One thing that turns me on is unusual recipes. I like old recipes that when I look at it, I can not imagine it's flavor, texture or even how it might be served. One of the first recipes I resurrected was an Avocado and Grapefruit cocktail from the Modern Priscilla cook book. That was easy to make and now I can't not imagine how good it tastes. There is a another recipe in that book for Sardine Cocktails, which I really want to make but haven't mustered up the courage and I like sardines. However this post is about a recipe I found in the First edition of the McCall's Cook Book (1963).
I found the cook book at the local town dump book swap, where I've found several other interesting cook books there as well.

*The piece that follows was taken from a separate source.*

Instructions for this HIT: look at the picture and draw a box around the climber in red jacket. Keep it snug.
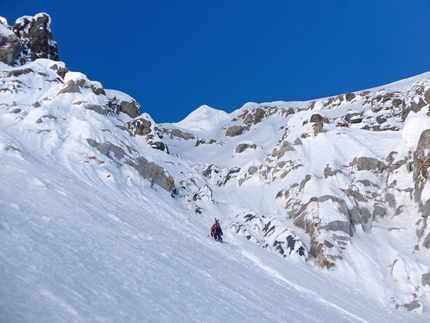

This book is interesting for several reasons. It has it's share of casserole and cake recipes, but also has unusual ones as well. It is like someone took an 'old' cookbook added a few new recipes, stuck a cool cover on it and PRESTO! A modern swinging cookbook. However the cook book doesn't know that. It's like dressing Granny in a mini skirt. To give you a flavor of the book, one recipe is exhaustive; it has fourteen steps and takes FIVE hours to prepare and it only serves six people. Who has that kind of time? Did anyone ever have that kind of time, anytime in history?
Luckily there are easier recipes which are interesting. The one that caught my eye the other day was for Pickled Pears. It is super easy and makes a great side for meat dishes, like pork chops, ham or lamb.
1 29 oz. can of Pear Halves
2 T cider vinegar
1 1/2 t pickling spice
1. Drain the Pear Halves and reserve the liquid.
2. In a medium saucepan add the liquid and the pickling spices.
3. Bring the pear liquid to a boil and boil gently for 15 minutes.
4. Take the pear liquid from the burner and add the vinegar and pears.
5. Let cool and place in the refrigerator until chilled.
6. Serve as a side for meat.
Note: I increased the vinegar to about a 1/3 cup and doubled the pickling spices because I wanted a stronger pickley flavor.